Sunday 21 July 2013

The Great Paris Knicker Crisis


Recently, I went in search of a supply of lace knickers to take with me to London and was shocked at what I found: a terrible dearth of the right sort of knickers is plaguing the underwear sections of department stores. For some time I have left the selection of my underwear to my lover: he knows what he likes and I like to wear it. But now, the only available underwear turns out to be of a chastity belt type more like a girdle than a saucy pantie. Thanks to most women wearing their leggings daily, knickers are now designed to rise to the waist so as not to leave a wrinkle or a line in the smooth cut of skin tight black lycra or denim. Not only do knickers look like corsets but apparently they are intended to act as corsets, with tough elastic panels over belly and butt. Leggings and tight jeans are a demanding fashion that does not go with fast food habits--also increasing. Bulges abound and the rear view of many a legging wearer on the street is far from titillating.
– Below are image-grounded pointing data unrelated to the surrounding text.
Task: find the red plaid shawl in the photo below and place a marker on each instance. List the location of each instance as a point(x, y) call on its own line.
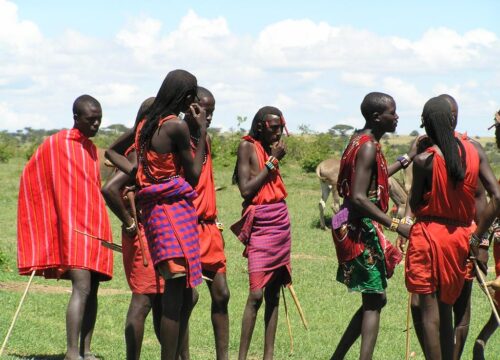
point(170, 223)
point(60, 192)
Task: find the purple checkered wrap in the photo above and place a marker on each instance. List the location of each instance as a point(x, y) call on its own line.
point(170, 224)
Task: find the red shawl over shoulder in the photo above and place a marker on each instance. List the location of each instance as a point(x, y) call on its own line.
point(60, 192)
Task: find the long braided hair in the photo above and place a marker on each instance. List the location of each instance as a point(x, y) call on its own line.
point(438, 120)
point(256, 129)
point(171, 97)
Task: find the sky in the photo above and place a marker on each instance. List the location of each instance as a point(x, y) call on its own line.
point(315, 60)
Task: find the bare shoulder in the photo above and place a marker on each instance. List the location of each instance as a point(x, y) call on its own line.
point(423, 160)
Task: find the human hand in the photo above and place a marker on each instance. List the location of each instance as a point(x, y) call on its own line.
point(278, 150)
point(199, 115)
point(482, 259)
point(401, 243)
point(404, 230)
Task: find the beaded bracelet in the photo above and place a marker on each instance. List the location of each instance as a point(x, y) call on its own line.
point(394, 224)
point(474, 240)
point(404, 160)
point(269, 165)
point(274, 160)
point(408, 220)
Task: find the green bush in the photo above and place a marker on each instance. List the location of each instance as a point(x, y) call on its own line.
point(8, 145)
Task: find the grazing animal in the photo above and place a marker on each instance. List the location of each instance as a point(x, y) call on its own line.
point(328, 172)
point(106, 167)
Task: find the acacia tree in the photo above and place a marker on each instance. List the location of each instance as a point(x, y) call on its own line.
point(341, 128)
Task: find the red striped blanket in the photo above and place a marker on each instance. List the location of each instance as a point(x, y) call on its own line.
point(60, 192)
point(171, 224)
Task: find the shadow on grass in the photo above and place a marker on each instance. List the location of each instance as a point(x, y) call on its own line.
point(315, 224)
point(43, 357)
point(38, 357)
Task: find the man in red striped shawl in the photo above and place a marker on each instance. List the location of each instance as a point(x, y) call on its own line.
point(366, 258)
point(213, 259)
point(265, 226)
point(60, 194)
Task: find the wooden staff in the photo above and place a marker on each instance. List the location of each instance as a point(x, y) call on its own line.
point(131, 199)
point(297, 304)
point(104, 242)
point(485, 288)
point(17, 313)
point(287, 321)
point(408, 311)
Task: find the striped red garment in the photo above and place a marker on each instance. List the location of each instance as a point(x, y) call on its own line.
point(171, 225)
point(60, 192)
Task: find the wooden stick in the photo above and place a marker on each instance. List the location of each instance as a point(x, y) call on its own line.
point(483, 284)
point(105, 243)
point(288, 321)
point(408, 312)
point(131, 198)
point(17, 312)
point(297, 304)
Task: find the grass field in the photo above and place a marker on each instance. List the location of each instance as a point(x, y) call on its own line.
point(40, 330)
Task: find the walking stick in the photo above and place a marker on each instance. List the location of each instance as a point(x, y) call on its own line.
point(131, 198)
point(104, 242)
point(17, 312)
point(407, 352)
point(288, 321)
point(297, 304)
point(485, 288)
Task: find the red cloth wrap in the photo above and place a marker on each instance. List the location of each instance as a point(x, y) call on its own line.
point(273, 190)
point(437, 254)
point(60, 192)
point(347, 242)
point(170, 224)
point(496, 256)
point(141, 279)
point(212, 248)
point(161, 166)
point(211, 242)
point(264, 228)
point(347, 171)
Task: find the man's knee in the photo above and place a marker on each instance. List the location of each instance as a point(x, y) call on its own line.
point(220, 294)
point(374, 301)
point(255, 298)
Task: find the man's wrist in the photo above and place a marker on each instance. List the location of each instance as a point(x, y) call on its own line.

Thus, the underwear racks have been invaded by something that had its genesis in the pantie girdle of the 1950’s.
This has now turned into a big crisis for anyone wanting to cheer up her fella by showing a cute culotte under her skirt. (Culotte is the French word for knickers and really it means something that covers the ass or “cul”. Some of the early revolutionaries were “sans culottes”. Heaven knows what they actually wore to cover their credentials!).
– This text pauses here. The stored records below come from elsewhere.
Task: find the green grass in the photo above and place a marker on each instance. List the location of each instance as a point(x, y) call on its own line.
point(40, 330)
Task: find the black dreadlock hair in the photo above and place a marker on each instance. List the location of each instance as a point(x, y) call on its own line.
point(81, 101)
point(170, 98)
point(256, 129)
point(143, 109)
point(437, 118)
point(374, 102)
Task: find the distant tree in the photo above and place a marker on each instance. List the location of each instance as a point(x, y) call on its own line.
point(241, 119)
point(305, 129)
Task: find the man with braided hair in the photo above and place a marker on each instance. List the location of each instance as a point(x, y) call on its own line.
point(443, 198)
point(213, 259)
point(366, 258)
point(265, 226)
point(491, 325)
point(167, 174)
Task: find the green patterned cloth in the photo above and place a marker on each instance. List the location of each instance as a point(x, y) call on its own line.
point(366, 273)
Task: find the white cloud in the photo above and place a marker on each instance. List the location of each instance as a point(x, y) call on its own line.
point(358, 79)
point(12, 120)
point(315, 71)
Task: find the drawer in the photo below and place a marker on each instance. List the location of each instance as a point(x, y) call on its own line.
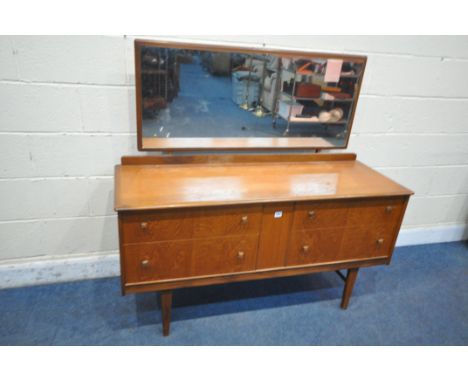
point(157, 261)
point(224, 255)
point(225, 221)
point(379, 212)
point(156, 226)
point(367, 242)
point(320, 215)
point(314, 246)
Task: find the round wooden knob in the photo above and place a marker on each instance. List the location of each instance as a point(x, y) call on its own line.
point(145, 263)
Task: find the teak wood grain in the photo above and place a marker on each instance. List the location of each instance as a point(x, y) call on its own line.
point(204, 220)
point(140, 187)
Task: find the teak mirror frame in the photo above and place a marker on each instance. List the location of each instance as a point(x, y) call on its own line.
point(193, 144)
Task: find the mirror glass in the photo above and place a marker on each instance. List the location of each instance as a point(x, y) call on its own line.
point(192, 93)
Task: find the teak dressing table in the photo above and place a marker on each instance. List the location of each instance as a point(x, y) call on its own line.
point(205, 219)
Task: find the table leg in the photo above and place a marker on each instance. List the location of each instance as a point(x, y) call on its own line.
point(348, 289)
point(166, 304)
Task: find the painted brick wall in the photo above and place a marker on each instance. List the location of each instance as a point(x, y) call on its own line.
point(67, 116)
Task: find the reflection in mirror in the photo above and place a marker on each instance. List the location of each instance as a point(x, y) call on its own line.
point(188, 93)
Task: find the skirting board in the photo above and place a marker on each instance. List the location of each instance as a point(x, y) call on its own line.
point(53, 270)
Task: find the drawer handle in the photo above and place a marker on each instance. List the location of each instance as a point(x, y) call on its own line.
point(145, 263)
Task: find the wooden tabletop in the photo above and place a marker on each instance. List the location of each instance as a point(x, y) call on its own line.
point(155, 186)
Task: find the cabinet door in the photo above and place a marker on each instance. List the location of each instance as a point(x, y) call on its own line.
point(224, 255)
point(276, 225)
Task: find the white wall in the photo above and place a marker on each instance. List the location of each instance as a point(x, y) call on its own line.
point(67, 116)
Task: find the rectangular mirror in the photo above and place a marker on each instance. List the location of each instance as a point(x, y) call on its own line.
point(206, 97)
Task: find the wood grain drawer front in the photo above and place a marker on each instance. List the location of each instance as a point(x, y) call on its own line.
point(227, 221)
point(371, 213)
point(314, 246)
point(320, 215)
point(157, 261)
point(224, 255)
point(156, 226)
point(367, 242)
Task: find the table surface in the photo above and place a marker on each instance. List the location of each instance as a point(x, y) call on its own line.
point(142, 187)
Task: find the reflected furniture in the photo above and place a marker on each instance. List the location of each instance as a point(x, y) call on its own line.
point(213, 97)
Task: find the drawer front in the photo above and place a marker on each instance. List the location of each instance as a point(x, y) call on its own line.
point(367, 242)
point(156, 226)
point(157, 261)
point(379, 212)
point(227, 221)
point(314, 246)
point(320, 215)
point(224, 255)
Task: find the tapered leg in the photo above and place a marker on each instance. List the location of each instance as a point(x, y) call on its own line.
point(166, 304)
point(348, 289)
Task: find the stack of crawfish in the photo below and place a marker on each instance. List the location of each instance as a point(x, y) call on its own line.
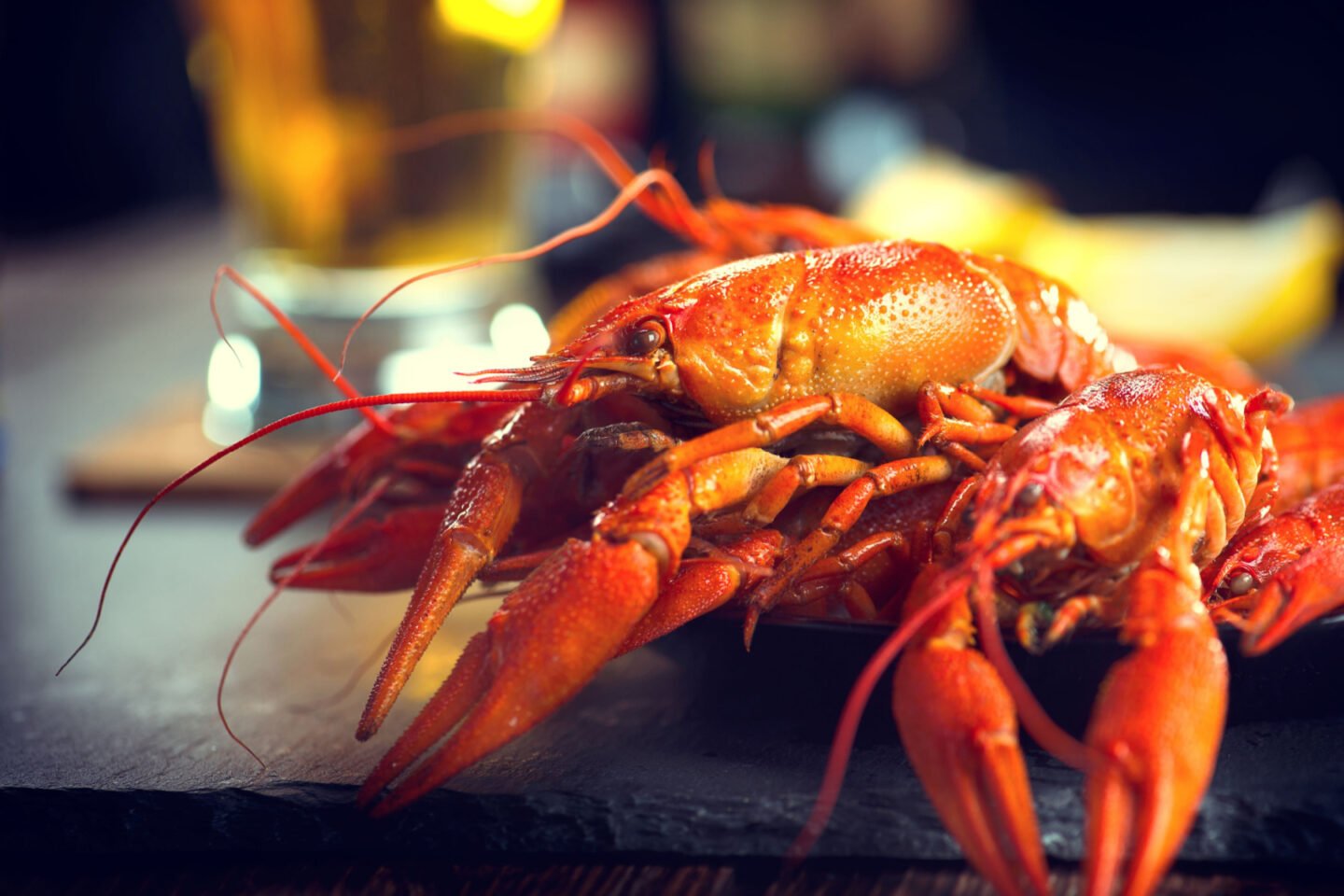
point(859, 428)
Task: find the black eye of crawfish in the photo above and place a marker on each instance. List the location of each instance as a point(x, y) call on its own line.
point(1029, 496)
point(645, 337)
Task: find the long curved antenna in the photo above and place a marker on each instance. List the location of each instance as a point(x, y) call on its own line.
point(643, 182)
point(357, 508)
point(672, 208)
point(295, 330)
point(348, 404)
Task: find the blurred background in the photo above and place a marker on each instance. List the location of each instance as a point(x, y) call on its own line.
point(1178, 168)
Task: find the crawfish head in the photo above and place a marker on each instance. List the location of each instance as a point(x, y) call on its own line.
point(1099, 474)
point(878, 320)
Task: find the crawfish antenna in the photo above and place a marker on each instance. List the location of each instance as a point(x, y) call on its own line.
point(309, 555)
point(296, 333)
point(348, 404)
point(632, 191)
point(848, 725)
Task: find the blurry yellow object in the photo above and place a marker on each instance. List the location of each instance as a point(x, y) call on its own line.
point(943, 199)
point(515, 24)
point(1255, 285)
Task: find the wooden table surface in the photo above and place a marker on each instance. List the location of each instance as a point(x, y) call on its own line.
point(118, 777)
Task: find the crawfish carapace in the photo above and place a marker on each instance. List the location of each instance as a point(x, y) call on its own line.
point(1099, 508)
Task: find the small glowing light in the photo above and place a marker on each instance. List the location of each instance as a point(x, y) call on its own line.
point(518, 332)
point(234, 383)
point(516, 24)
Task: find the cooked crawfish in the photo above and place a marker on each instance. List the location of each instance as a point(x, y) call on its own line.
point(730, 394)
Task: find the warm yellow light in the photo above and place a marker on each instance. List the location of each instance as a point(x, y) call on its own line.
point(516, 24)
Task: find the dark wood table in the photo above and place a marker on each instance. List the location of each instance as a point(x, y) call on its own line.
point(686, 768)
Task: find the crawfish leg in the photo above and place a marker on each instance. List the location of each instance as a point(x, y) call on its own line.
point(705, 584)
point(950, 415)
point(1159, 718)
point(959, 730)
point(375, 553)
point(766, 427)
point(803, 473)
point(842, 514)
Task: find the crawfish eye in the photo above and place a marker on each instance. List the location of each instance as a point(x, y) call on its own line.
point(1029, 495)
point(645, 337)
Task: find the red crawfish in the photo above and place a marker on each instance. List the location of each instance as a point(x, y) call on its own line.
point(1099, 508)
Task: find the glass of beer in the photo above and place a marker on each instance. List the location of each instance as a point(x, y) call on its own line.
point(307, 100)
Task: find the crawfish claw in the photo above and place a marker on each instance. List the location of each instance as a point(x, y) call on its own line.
point(1161, 743)
point(959, 725)
point(546, 642)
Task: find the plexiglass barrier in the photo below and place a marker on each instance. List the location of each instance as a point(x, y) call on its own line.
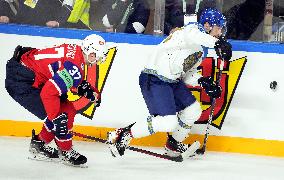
point(255, 20)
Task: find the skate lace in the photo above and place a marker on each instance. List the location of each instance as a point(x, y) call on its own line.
point(72, 153)
point(123, 138)
point(182, 147)
point(48, 149)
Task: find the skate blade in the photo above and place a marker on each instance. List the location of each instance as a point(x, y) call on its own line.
point(191, 151)
point(111, 145)
point(72, 165)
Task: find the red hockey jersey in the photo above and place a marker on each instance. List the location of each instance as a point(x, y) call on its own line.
point(57, 70)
Once upon a time there were “French Knickers” made of silk and lace. More like a dainty pair of shorts they were called ‘French’ because they allowed a naughty hand to slide easily into them. Lycra and the jeans habit put paid to those.
The ass coverings of present day Parisian females being the aforesaid black lycra leggings or sometimes skin tight jeans or jeggins, any kind of naughty knickers seem to have had their day. Even the new long line skirts, also clinging to buttock and thigh must pose a threat to the lace bikini briefs that please our men folk. One solution may be to wear no knickers at all. But men seem to enjoy ripping off their dates’ panties. In fact its almost a ritual with my lover that when we are walking home after dinner he makes sure he pushes me into a doorway and relieves me of my knickers. If one is wearing leggings or tight jeans, this very notion becomes a contortion. But then that may be one of the perverse reasons for the popularity among women for leggings over skirt. The more dangerous suburbs are replete with “types” of the more menacing kind and rape on the way home from a late evening in the city centre is a hazard that leggings and jeans help to prevent.
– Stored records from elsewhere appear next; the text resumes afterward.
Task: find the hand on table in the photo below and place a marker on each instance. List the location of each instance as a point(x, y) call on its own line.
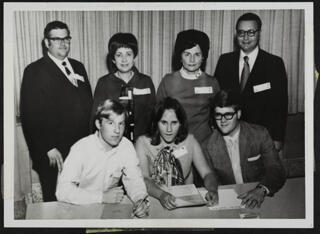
point(55, 158)
point(113, 195)
point(167, 200)
point(252, 198)
point(212, 197)
point(278, 145)
point(141, 208)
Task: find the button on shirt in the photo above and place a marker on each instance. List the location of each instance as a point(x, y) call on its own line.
point(89, 170)
point(252, 58)
point(232, 143)
point(59, 62)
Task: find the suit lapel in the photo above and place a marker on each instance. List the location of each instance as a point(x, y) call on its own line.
point(255, 72)
point(235, 69)
point(244, 150)
point(218, 145)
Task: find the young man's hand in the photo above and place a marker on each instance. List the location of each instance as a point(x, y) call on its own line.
point(252, 198)
point(140, 208)
point(113, 195)
point(167, 200)
point(55, 158)
point(212, 197)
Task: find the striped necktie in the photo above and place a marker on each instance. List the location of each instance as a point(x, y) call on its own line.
point(73, 80)
point(245, 72)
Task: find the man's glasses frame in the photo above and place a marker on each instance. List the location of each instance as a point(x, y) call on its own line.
point(249, 33)
point(60, 40)
point(227, 115)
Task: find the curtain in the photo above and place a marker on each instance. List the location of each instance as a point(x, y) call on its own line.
point(282, 34)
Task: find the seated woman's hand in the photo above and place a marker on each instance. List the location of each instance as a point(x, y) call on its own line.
point(212, 198)
point(167, 200)
point(113, 195)
point(140, 208)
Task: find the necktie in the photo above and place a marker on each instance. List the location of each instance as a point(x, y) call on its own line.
point(73, 80)
point(245, 72)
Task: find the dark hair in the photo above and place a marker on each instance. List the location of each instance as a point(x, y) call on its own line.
point(224, 98)
point(109, 105)
point(166, 104)
point(54, 25)
point(119, 40)
point(250, 17)
point(186, 40)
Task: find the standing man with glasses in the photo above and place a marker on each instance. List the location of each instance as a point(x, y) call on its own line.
point(239, 152)
point(55, 106)
point(259, 77)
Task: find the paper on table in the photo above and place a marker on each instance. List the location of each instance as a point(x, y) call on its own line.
point(186, 195)
point(227, 199)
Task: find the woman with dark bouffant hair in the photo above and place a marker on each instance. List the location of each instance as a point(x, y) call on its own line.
point(126, 84)
point(190, 85)
point(167, 153)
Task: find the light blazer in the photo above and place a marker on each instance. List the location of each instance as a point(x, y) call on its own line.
point(267, 107)
point(54, 113)
point(259, 159)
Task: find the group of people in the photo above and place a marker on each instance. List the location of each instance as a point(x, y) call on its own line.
point(130, 140)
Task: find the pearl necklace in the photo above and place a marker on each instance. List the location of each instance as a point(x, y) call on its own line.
point(189, 76)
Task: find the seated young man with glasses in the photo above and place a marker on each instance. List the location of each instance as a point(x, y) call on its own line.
point(239, 152)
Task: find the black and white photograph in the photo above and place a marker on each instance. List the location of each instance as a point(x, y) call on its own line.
point(158, 115)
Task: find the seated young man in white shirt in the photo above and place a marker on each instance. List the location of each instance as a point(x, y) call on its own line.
point(96, 163)
point(239, 152)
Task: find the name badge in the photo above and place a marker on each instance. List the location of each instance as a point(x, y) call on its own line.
point(262, 87)
point(203, 90)
point(180, 152)
point(141, 91)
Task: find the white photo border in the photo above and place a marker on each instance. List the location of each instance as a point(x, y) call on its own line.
point(9, 119)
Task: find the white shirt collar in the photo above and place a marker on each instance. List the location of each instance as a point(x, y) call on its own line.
point(252, 56)
point(58, 61)
point(235, 136)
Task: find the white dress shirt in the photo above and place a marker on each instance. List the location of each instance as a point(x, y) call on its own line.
point(232, 143)
point(90, 169)
point(59, 62)
point(252, 58)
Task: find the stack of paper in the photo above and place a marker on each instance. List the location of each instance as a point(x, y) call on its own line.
point(227, 199)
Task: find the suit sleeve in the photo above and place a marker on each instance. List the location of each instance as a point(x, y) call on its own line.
point(37, 111)
point(279, 102)
point(218, 71)
point(208, 160)
point(275, 175)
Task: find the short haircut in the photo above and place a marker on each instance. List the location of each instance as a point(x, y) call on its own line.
point(224, 98)
point(167, 104)
point(250, 17)
point(119, 40)
point(54, 25)
point(109, 105)
point(186, 40)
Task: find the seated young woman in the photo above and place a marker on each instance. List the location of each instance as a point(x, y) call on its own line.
point(167, 152)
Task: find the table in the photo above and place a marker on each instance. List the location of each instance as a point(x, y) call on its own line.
point(289, 202)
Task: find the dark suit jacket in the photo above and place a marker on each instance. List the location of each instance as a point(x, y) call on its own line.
point(54, 113)
point(259, 159)
point(269, 107)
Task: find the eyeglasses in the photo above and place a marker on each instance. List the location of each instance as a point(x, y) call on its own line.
point(250, 33)
point(60, 40)
point(227, 115)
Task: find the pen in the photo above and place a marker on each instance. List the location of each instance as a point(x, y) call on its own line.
point(139, 204)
Parisian business women prefer to wear trouser suits for the same reason: avoidance of desktop seduction. That apart, many French women make a set at their boss in order to keep their job and earn a promotion or turn else him into a husband. The trousers are for keeping the other guys away.
I’m not sure how men are coping. Some bright young feminist should enroll for a PhD on the subject. The French government‘s Minister for female matters would possibly like to get involved. Grants could be offered. The matter requires serious study.
As for the bedroom? The upmarket lingerie specialist Chantal Thomas is still showing seductive lace underwear in her Rue St HonorĂ© boutique. Bras, brief panties and real corsets, boned and provocatively trimmed with swansdown adorn her windows. Even there the panties show a tendency to the more robust designs of the day but they come nowhere near the waist high horrors of those in the budget stores patronized by legging wearing office workers. But, Chantal’s offerings don’t have to be worn under any clothing at all. You just stalk around in them chez toi in five inch heels and lace topped stockings held up by suspenders.
Your lover brings the obligatory bottle of champagne and a gourmet picnic, and for the moment at least you can forget leggings or jeans and the wrong kind of male attention at work. The real Paris knickers have just gone underground until fashions change again: I hope.
Meanwhile I’ve put my lover onto the job of tracking down something worth taking off of an evening after dinner.